Глава двадцать четвертая

   В Царстве была вторая половина дня. Майкл учуял дым, чей источник находился, по-видимому, в нескольких милях. Над Эвтерпом поднималась черная туча. Едва переставляя ноги, Майкл направился к дому Изомага. Издали доносились грохот и невнятные крики. Потом ветер подул в другую сторону, и стало тихо.
   В гостиной, столовой и танцевальном зале никого не оказалось, и был слышен лишь слабый шорох, словно где-то сыпался песок. Что же делать дальше? Майкл стал подниматься по лестнице. Может, Ламия скажет, почему не удалось его возвращение и что происходит в Эвтерпе?
   Положа руку на сердце, ему не очень хотелось это знать.
   В комнате со свечами было пусто и темно. Майкл прошел по деревянному полу. Каждый шаг сопровождался гулким отзвуком, этому не препятствовала даже мягкая обувь. Эта комната отличалась особенной акустикой. Эхо откликалось на вздохи, биение сердца, трение пальцев о подбородок.
   С изумлением Майкл заметил, что у него растет жесткая борода.

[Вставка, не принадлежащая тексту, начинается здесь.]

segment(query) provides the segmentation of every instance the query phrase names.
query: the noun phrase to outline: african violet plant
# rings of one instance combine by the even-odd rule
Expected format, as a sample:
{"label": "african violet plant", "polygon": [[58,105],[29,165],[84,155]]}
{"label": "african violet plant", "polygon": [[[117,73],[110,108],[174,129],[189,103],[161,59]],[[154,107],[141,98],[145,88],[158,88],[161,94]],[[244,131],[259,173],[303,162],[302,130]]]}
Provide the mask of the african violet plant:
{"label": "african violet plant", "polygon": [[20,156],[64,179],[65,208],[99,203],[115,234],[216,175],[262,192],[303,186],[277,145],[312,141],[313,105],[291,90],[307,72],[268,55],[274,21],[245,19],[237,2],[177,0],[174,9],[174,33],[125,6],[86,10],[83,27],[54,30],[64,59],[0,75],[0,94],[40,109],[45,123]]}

Он двинулся дальше по залу. В доме царили тени. Все свечи стояли в подсвечниках незажженные или валялись на полу, словно кому-то помешал их свет.
   — Ламия! — позвал Майкл сначала тихо, потом громче.
   Горло еще побаливало после воплей в межмирье. В одном из самых темных углов зала он задел рукой стену. От этого прикосновения стена завибрировала, зазвенела набатом. Казалось, дом живой, но затаился в страхе.
   Майкл наткнулся на дверь и вошел в небольшую комнату. В щели между занавесками проникал дневной свет. В кресле лицом к окну сидела Ламия.
   — Пожалуйста, помогите мне, — попросил Майкл.
   Она не ответила и даже не пошевелилась. Майкл осторожно приблизился к креслу, страшась ее массивной фигуры, спокойного и одновременно свирепого выражения, с которым она взирала на угасающий свет.
   Сначала из-за слабого освещения и многочисленных складок ее кожи Майкл не заметил, что на Ламии нет одежды. Она сидела в большом кресле, голая и невозмутимая. Майклу казалось, будто она ждет, когда он подойдет поближе, чтобы внезапно схватить его. Однако Ламия не шевелилась. Она, похоже, и не дышала. Умерла?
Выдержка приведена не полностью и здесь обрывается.